- Born: Paul Schersten
- Citizenship: American
- Education: Hubert H. Humphrey Institute of Public Affairs
- Occupation(s): Writer, comedian

= Paul Chaplin =

American writer and comedian

Paul Chaplin (born Paul Schersten) is an American writer and comedian, known for his work on the television series Mystery Science Theater 3000, for which he wrote and played the recurring characters of an Observer, Ned the Nanite, Pitch the Demon, and Ortega, along with several other bit roles.

== Early years==
After earning his master's degree from the Hubert H. Humphrey Institute of Public Affairs, Schersten became a community organizer in Saint Paul, Minnesota. After finding little reward in his work he decided to pursue a career in comedy. It was during this time that Schersten took the stage surname Chaplin.

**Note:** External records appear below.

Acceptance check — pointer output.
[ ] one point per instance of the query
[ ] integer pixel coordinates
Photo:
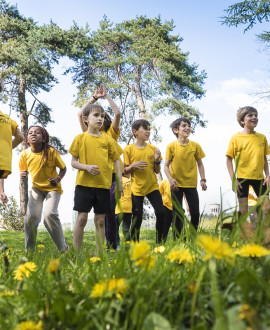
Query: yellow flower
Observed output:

== Mystery Science Theater 3000 ==

While working the comedy club circuit in Minneapolis, Chaplin met Michael J. Nelson and Mary Jo Pehl. During the third season of MST3K, Nelson approached Chaplin and asked him about becoming a writer on Mystery Science Theater 3000 (MST3K). Nelson tested Chaplin by giving him ten minutes of footage from the movie Daddy-O, which Chaplin was to take home and give the "MST3K treatment". Chaplin passed the test with "flying colors", and was hired by Best Brains as a writer.

During his tenure on MST3K, Chaplin portrayed several characters in addition to his writing duties, most notably an Observer, Pitch the Demon (originally portrayed in the movie Santa Claus), Ned the Nanite, and Ortega (originally portrayed in the movie The Incredibly Strange Creatures Who Stopped Living and Became Mixed-Up Zombies).

== Work since MST3K ==
Since MST3K ended its eleven-year run in 1999, Chaplin has collaborated with his former MST3K colleagues on projects such as Edward the Less and Timmy Big Hands, and has also written for NPR and Elysian Fields Quarterly.

In the 2007 MST3K online animated series, Chaplin provided the voice of Crow T. Robot in addition to writing the show. He also guest starred in the show's 11th season.